Assim, se beber álcool faz com que meu irmão em Cristo tropece, eu não devo beber álcool, abdicando de minha liberdade. Não posso usar a “ignorância” do meu irmão como argumento. É nesse contexto que o apóstolo Paulo nos diz que “a ciência incha, mas o amor edifica” (1 Coríntios 8:1). Mesmo sabendo nós que os ídolos não existem (1 Coríntios 8:4) e que temos liberdade para comer (1 Coríntios 8:8; 10:25), nem todos tem essa ciência (1 Coríntios 8:7) e portanto não podemos abusar da liberdade sob o argumento da ignorância alheia, porque é exatamente por meu irmão ser ignorante que eu me abstenho (1 Coríntios 8:10).

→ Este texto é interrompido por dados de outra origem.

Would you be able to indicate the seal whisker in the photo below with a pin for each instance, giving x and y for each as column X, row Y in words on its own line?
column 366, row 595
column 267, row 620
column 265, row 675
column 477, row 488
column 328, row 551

A segunda observação é de que tal “ignorância” não pode ser sustentada no seio da igreja de modo a sustentar a condenação à bebida alcoólica, ou seja, não podemos ensinar os convertidos a censurar a bebida em geral (assim como devemos ensinar a reprová-la nos momentos em que a Escritura reprova). Uma coisa é a ignorância do que está aprendendo a fé; outra coisa é a ignorância reproduzida pelo ensino na Igreja. Essa ignorância deve ser superada da mesma forma que foi superada a ignorância acerca do alimento sacrificado aos ídolos (que, tendo sido um problema nos tempos apostólicos, não é hoje para a maioria de nós). Essa reprodução de ignorância tem sido comum nas igrejas menos intelectualizadas no Brasil. A Igreja de Cristo não pode sustentar um juízo conforme as aparências (João 7:24).


***

Além dos argumentos aqui expostos, há outros que não foram tratados por serem obviamente falaciosos, como aqueles que dizem que “Jesus não poderia beber porque é santo” (e variantes), que é uma petitio principii. Agradeço aos leitores que apresentarem mais argumentos contra a bebida alcoólica, a serem refutados em futura postagem.



G. Montenegro

Um comentário:

  1. Amigo, Graça e Paz!
    Peço licença para adentrar no seu espaço, apenas para pedir ao irmão que olhe com um pouco de atenção ao versículo citado em 1 Timóteo 3.8, confira lá, pois no grego koinê onde traduzimos "dado a muito" diz: "não se por ao lado", sendo essa a tradução correta, então, haveria uma diferença enorme no que Paulo estava ensinando a seu pupilo não é? Sim, no tocante a fermentação, o resultado "natural" final de uma fermentação do mosto seria o vinagre de uva e não o vinho alcoólico, para se adquirir a bebida alcoólica tem que se interromper o processo "natural" na fase específica de sua fermentação para evitar-se o vinagre e obter o "desejado" vinho... Espero ter somado ao assunto. Abraço, a Paz!